2016-06-30
Living with Zen
By Ou Baholyodhin
Tuttle Publishing, 208 pp. "Living with Zen" is like browsing through pictures with a friend, one who has honed the art of engagement and who can illuminate the mysteries of Zen and the mechanics of its elusive concepts. The subject is the application of Zen Buddhist principles to interior design. Listening to this friend, you can feel the Western mindset of "more and "full steam ahead" opening up to antithetical ideas like emptiness and mindfulness. "Living with Zen" author Ou Baholyodhin pulls this off with brief explanations and beautiful photographs that reflect the simplicity and serenity, and the life of balance, that are the keys to Zen. The author is an acclaimed young Thai designer from the United Kingdom. He was awarded New Designer of 1997 at New York's International Contemporary Furniture Fair. As a design consultant to an impressive roster of clients, including The Conran Shop and designers Karl Lagerfeld, Kenzo, and Donna Karan, Baholyodhin has a skilled eye for the aesthetic of clean lines and details. Lush, full-page photographs of upscale interiors and exteriors and a minimum of text (also frequently oversize) make the Zen notion of stripping away all that is unnecessary very appealing. The book itself functions very simply, as if following the Zen viewpoint that considers the function of each object--it is this, not artifice, that is celebrated in Zen.

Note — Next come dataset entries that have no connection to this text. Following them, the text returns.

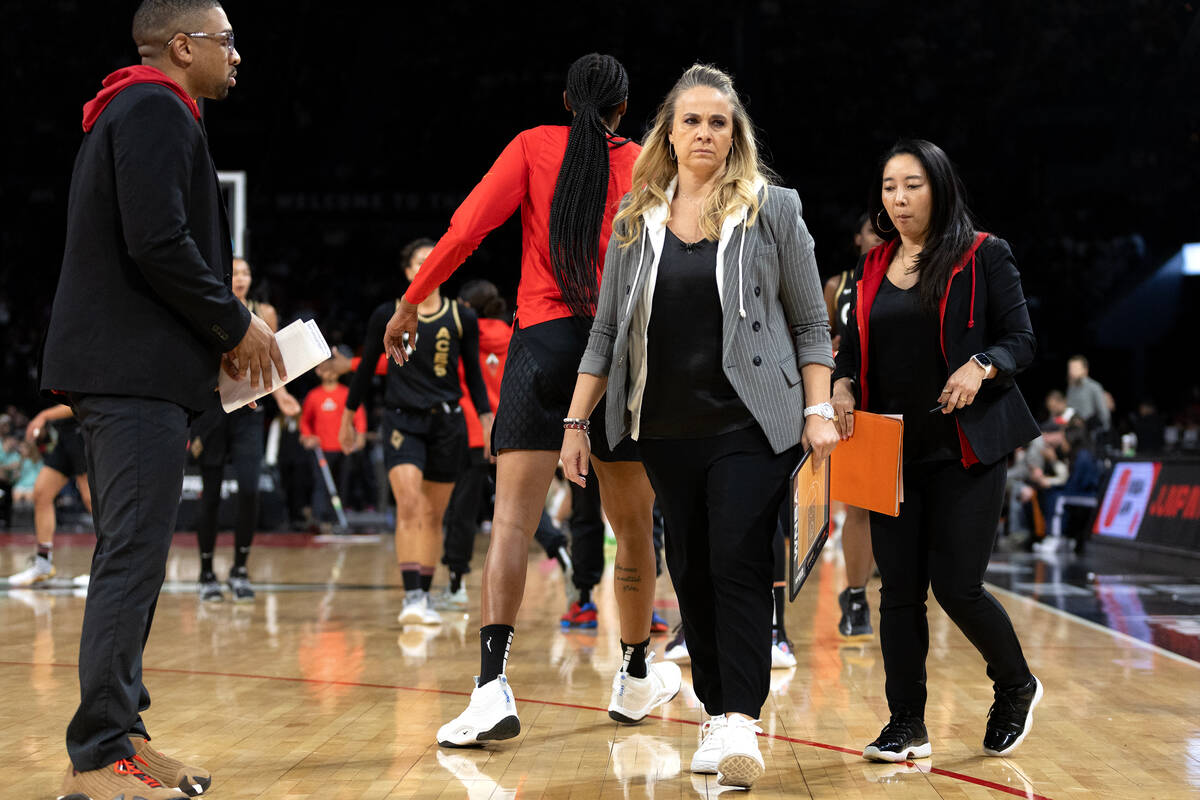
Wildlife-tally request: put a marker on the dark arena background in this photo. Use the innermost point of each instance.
(360, 126)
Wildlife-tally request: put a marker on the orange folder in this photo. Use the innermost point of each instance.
(865, 469)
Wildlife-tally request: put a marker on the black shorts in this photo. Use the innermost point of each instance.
(435, 443)
(67, 455)
(535, 392)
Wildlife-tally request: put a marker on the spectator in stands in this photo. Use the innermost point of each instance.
(1086, 396)
(27, 475)
(1079, 489)
(319, 423)
(1056, 405)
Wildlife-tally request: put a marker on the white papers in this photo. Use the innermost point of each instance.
(303, 347)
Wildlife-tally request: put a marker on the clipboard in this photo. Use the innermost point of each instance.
(809, 499)
(867, 470)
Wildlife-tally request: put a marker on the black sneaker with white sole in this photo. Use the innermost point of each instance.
(1011, 717)
(903, 738)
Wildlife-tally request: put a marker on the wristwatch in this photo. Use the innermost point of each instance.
(823, 410)
(984, 361)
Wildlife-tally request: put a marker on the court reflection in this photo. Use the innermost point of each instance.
(640, 762)
(465, 767)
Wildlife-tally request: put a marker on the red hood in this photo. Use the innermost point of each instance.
(123, 79)
(493, 336)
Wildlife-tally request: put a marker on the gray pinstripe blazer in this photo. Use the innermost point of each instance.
(774, 316)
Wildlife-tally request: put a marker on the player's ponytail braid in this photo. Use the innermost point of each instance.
(595, 85)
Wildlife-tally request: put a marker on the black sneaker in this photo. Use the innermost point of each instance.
(1011, 717)
(239, 584)
(903, 738)
(856, 615)
(209, 589)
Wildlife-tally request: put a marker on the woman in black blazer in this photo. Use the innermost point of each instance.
(940, 330)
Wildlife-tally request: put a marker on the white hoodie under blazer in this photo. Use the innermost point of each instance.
(774, 317)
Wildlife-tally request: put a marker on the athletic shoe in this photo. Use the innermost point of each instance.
(856, 615)
(712, 746)
(171, 771)
(490, 716)
(781, 656)
(125, 779)
(741, 761)
(580, 615)
(239, 585)
(455, 600)
(633, 698)
(677, 649)
(36, 571)
(210, 590)
(903, 738)
(1011, 717)
(417, 609)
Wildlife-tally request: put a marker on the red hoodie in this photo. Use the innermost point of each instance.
(123, 79)
(493, 353)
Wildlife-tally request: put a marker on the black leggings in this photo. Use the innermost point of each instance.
(942, 537)
(720, 499)
(237, 438)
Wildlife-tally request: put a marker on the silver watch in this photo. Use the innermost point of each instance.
(823, 410)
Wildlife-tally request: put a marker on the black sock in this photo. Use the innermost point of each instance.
(493, 651)
(635, 659)
(411, 575)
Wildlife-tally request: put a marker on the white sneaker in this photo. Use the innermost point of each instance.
(781, 656)
(417, 611)
(37, 571)
(633, 698)
(741, 761)
(712, 746)
(490, 716)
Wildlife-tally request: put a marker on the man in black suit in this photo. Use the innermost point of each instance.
(142, 317)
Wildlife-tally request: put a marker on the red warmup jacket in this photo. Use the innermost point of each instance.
(523, 178)
(322, 416)
(493, 353)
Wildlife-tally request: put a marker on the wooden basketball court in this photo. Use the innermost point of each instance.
(315, 691)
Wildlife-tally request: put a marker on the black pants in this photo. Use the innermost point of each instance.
(720, 499)
(235, 438)
(942, 537)
(136, 453)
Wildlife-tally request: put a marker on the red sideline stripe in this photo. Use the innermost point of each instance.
(957, 776)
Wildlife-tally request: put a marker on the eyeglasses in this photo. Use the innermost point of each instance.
(225, 38)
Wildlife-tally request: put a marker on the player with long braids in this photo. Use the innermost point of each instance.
(568, 184)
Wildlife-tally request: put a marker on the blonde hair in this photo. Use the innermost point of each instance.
(655, 168)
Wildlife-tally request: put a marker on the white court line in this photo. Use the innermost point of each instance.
(1097, 626)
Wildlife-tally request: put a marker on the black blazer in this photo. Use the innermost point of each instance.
(143, 305)
(984, 312)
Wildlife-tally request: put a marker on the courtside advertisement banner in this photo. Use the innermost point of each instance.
(1126, 499)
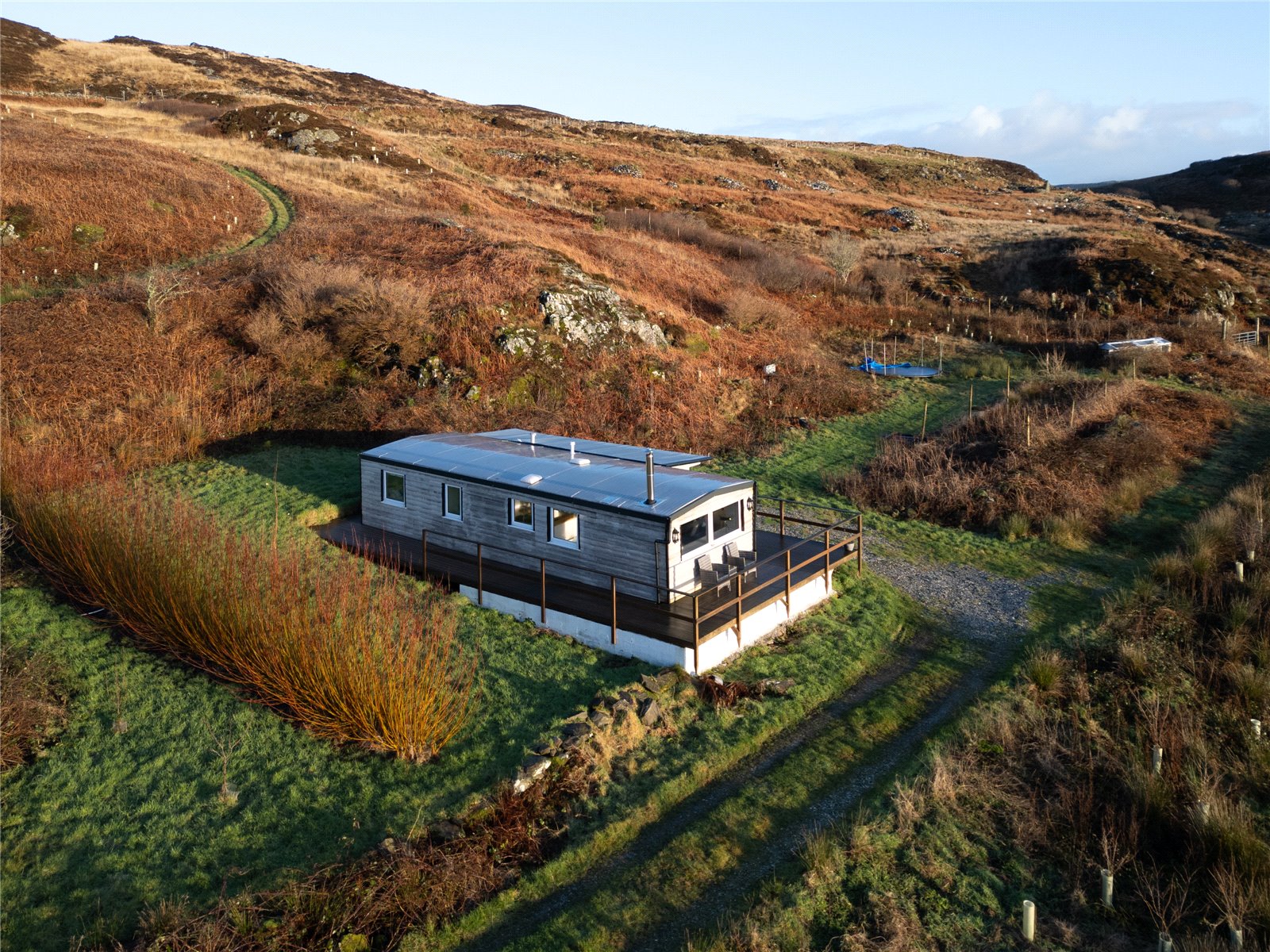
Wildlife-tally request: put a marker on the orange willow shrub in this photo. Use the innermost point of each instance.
(348, 653)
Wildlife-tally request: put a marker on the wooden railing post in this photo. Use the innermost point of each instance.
(860, 545)
(696, 634)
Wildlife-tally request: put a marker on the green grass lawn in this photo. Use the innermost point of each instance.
(832, 647)
(105, 823)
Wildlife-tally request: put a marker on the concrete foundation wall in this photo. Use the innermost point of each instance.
(713, 653)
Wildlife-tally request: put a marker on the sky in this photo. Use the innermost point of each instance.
(1080, 92)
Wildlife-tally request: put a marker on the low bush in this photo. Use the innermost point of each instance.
(344, 651)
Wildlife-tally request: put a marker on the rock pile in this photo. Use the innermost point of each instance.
(586, 311)
(647, 702)
(906, 217)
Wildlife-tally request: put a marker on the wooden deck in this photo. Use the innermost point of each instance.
(686, 622)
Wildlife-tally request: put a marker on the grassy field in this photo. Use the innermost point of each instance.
(107, 822)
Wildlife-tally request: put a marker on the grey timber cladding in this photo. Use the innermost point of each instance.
(610, 541)
(602, 482)
(596, 447)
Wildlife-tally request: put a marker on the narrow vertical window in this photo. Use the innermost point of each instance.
(520, 513)
(564, 528)
(452, 501)
(394, 488)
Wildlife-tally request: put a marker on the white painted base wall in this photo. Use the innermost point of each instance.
(713, 653)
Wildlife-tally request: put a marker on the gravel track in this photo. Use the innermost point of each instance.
(983, 608)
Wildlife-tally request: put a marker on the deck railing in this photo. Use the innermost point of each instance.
(833, 536)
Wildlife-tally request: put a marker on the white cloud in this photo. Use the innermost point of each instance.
(982, 121)
(1064, 141)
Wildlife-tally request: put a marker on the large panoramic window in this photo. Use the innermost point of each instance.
(520, 513)
(394, 488)
(727, 520)
(564, 528)
(454, 501)
(695, 533)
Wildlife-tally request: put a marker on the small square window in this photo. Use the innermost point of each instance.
(694, 533)
(454, 501)
(564, 528)
(520, 513)
(394, 488)
(725, 520)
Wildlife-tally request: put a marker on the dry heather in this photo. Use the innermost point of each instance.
(76, 200)
(1062, 459)
(717, 240)
(31, 704)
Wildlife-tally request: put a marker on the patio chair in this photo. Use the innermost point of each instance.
(713, 575)
(742, 562)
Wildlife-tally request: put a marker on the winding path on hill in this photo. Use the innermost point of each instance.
(987, 609)
(281, 213)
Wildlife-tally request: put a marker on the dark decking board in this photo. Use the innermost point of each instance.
(635, 615)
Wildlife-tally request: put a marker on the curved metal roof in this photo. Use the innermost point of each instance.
(602, 482)
(597, 447)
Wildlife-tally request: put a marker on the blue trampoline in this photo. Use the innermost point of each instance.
(895, 370)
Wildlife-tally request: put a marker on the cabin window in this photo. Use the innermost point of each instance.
(695, 533)
(452, 499)
(564, 528)
(520, 513)
(727, 520)
(394, 488)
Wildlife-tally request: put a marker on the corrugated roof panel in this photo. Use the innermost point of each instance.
(597, 447)
(607, 482)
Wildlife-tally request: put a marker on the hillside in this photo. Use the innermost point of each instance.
(1231, 194)
(225, 273)
(455, 266)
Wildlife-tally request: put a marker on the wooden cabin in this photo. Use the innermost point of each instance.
(625, 549)
(597, 511)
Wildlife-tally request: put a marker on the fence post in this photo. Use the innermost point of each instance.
(860, 545)
(696, 634)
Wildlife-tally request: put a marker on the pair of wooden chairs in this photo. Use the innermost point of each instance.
(736, 564)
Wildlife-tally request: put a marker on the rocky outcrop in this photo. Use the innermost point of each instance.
(590, 313)
(902, 219)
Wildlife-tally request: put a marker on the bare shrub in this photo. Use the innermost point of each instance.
(842, 253)
(333, 643)
(374, 323)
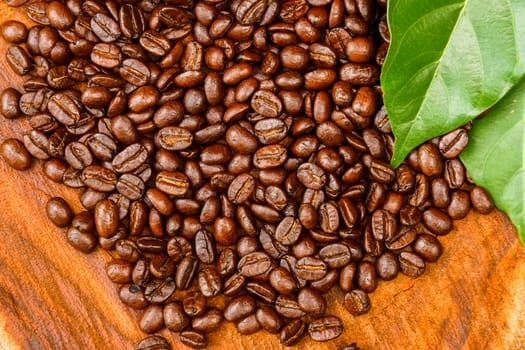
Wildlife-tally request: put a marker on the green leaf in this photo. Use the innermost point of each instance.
(448, 61)
(494, 157)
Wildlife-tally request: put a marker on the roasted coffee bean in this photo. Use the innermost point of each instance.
(185, 272)
(13, 31)
(346, 277)
(130, 158)
(225, 231)
(335, 255)
(366, 276)
(193, 339)
(437, 221)
(453, 143)
(481, 200)
(454, 173)
(132, 21)
(174, 138)
(78, 155)
(102, 146)
(310, 268)
(18, 59)
(254, 264)
(106, 55)
(325, 328)
(173, 183)
(429, 160)
(119, 271)
(209, 321)
(106, 218)
(357, 302)
(239, 308)
(459, 205)
(15, 154)
(105, 27)
(154, 342)
(262, 123)
(311, 176)
(428, 247)
(328, 217)
(403, 237)
(135, 72)
(270, 156)
(270, 130)
(204, 246)
(288, 231)
(248, 325)
(9, 103)
(411, 264)
(158, 291)
(311, 302)
(99, 178)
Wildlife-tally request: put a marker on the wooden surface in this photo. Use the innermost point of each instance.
(53, 297)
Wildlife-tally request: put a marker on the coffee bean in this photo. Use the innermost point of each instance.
(310, 268)
(174, 317)
(173, 183)
(193, 339)
(254, 264)
(99, 178)
(266, 103)
(263, 125)
(437, 221)
(106, 218)
(357, 302)
(325, 328)
(13, 31)
(18, 59)
(481, 200)
(105, 27)
(15, 154)
(411, 264)
(428, 247)
(154, 342)
(239, 308)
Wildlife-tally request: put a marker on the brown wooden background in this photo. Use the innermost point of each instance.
(53, 297)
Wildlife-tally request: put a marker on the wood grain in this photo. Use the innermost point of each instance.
(53, 297)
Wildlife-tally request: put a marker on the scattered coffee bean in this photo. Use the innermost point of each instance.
(237, 150)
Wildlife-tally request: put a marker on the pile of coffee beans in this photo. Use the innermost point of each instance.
(230, 149)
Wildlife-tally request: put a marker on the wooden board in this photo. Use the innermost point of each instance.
(53, 297)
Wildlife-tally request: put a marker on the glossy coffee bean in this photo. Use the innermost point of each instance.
(325, 328)
(15, 154)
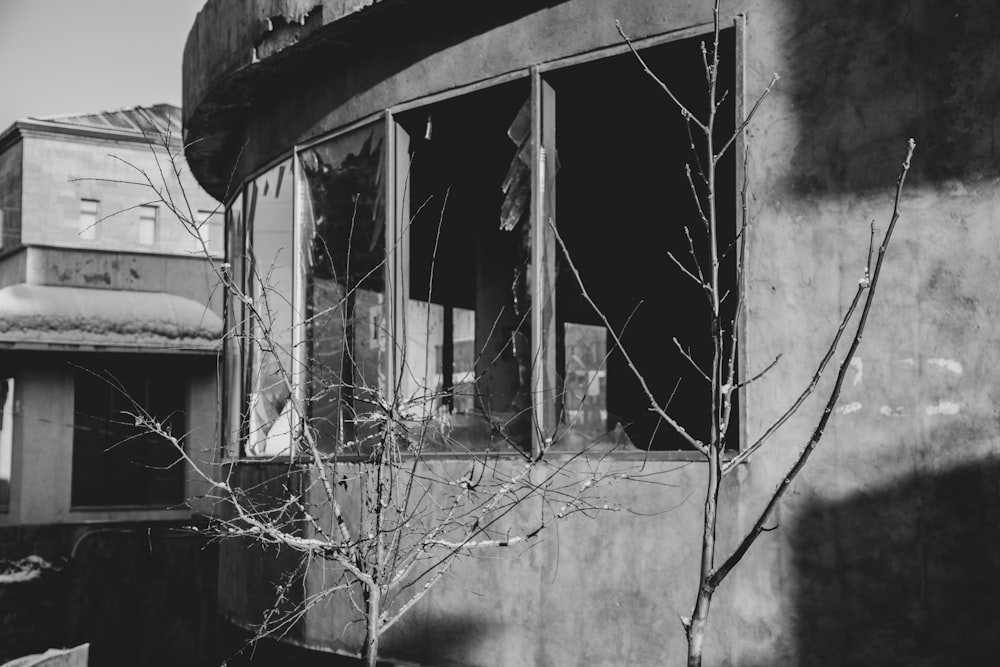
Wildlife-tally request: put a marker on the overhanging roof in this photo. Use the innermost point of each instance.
(44, 317)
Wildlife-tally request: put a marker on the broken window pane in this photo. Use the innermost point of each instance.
(623, 202)
(467, 367)
(347, 317)
(6, 437)
(234, 341)
(269, 218)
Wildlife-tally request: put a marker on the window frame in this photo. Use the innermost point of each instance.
(144, 217)
(543, 321)
(91, 231)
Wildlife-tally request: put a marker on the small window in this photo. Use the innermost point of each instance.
(148, 221)
(87, 224)
(116, 463)
(210, 228)
(6, 438)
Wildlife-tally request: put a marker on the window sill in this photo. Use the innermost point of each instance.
(685, 456)
(129, 513)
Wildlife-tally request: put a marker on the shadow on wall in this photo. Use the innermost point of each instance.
(865, 76)
(424, 645)
(907, 575)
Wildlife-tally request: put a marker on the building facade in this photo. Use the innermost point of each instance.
(107, 308)
(347, 124)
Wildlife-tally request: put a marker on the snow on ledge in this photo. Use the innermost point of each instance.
(45, 316)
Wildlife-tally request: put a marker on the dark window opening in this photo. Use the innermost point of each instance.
(346, 309)
(467, 367)
(115, 462)
(622, 202)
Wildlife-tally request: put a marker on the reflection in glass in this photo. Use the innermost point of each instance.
(347, 324)
(269, 218)
(468, 363)
(233, 343)
(6, 437)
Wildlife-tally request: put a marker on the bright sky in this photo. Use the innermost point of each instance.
(78, 56)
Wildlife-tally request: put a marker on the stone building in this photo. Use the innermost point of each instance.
(108, 306)
(532, 113)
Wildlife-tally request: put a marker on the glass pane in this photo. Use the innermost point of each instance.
(269, 218)
(347, 318)
(468, 361)
(234, 341)
(6, 437)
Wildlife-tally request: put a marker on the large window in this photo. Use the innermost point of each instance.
(269, 286)
(346, 304)
(115, 462)
(428, 273)
(467, 231)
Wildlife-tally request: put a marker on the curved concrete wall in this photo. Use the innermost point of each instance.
(885, 551)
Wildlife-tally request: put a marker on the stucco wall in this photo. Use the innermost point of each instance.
(42, 456)
(10, 194)
(879, 556)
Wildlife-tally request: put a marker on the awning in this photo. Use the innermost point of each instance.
(44, 317)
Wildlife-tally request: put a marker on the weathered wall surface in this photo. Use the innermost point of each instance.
(51, 194)
(189, 277)
(42, 457)
(885, 552)
(10, 195)
(138, 595)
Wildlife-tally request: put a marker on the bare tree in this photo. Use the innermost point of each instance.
(390, 520)
(727, 387)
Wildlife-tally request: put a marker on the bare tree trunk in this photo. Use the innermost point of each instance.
(372, 633)
(695, 626)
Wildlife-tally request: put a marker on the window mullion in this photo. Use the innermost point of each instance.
(297, 373)
(543, 321)
(397, 251)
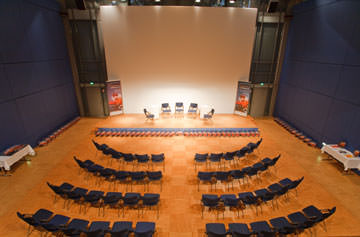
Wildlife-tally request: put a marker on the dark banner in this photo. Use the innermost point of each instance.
(114, 95)
(242, 98)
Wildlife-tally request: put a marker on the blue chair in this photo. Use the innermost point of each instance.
(55, 224)
(239, 230)
(210, 201)
(75, 227)
(148, 115)
(262, 228)
(151, 200)
(210, 114)
(200, 159)
(216, 230)
(131, 200)
(144, 229)
(121, 229)
(193, 109)
(138, 177)
(155, 176)
(97, 229)
(282, 226)
(142, 159)
(158, 159)
(112, 200)
(165, 108)
(206, 177)
(179, 107)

It is simple and direct, like the design itself. "The
emphasis on simplicity makes Zen design or art seem surprisingly modern to the Western eye," writes Baholyodhin. "Lines are clean, pattern is minimal, colour is used with restraint." The book is broken into five sections: Nature, Living, Sleeping, Cleansing, and Eating. In Nature, a pond becomes "the eye of the garden." "The impression to strive for is of mysterious black depths (use a black pond-liner), water lilies, and fish that swim tantalizingly in and out of view. Water lily clumps would be thought of in Japan as islands in a vast sea." In the Living section, stunning photographs of living spaces, bedrooms, kitchens, baths, and workspaces show how to fit Zen into a Western lifestyle. "Most crucially," Baholyodhin writes, "in assimilating Zen into our daily lives, we learn to banish clutter, over-decoration, self-importance and excessive nostalgia--both in our surroundings and in the way we use them." He makes the case for appreciating the crack in a sculpture found in a flea market, the use of a tree trunk as side table, asymmetrical groupings of single blooms in crystal vases, natural light, pale plain bed linens, or a kitchen where all utensils are not hidden away, but exposed to be praised for their own merits. Unlike many design books, "Living with Zen" doesn't require the aspiring decorator to duplicate the many expensive design ideas shown. It is a book crafted to inspire and illuminate. You will not find "How-to" sections;
rather, the essence of a Zen principle represented in a photograph is highlighted with short passages or in the accompanying text. For instance, you learn that a single twig of fresh lavender on a white linen napkin is both decoration and a memento for dinner guests. The table is set in an exterior garden to illustrate the Zen concept of social courtesies. "Table settings are simple but ceremonious--perhaps with a symbolic gift for each guest," writes the author. Throughout the book, Baholyodhin places ancient Zen texts and poetry, like those from the 13th-century Zen master Dogen or the poet Basho. Other times more modern verses--Walt Whitman's or the artist Wassily Kandinsky's--drive home the point. But Baholyodhin's own words are the most effective. When he talks about the three basic elements of design--light, space, solidity--the author's own understanding of Zen resonates. "These three ingredients are the basic elements of spatial design. Notice in the chair above how light (or space) has a presence that is equal to the solid wood.... Light and shadow bring out the poetry of form, like the folds in a kimono that reveal the hidden postures of the body."

The greatest pleasure of "Living with Zen" is how it leaves us--in our own homes. Now, as we look at the many things we love all around us, we wonder if we love the thing itself--or just the notion of having it. In the willingness to look at our homes from the perspectives suggested in this book, we may find ourselves wishing for less.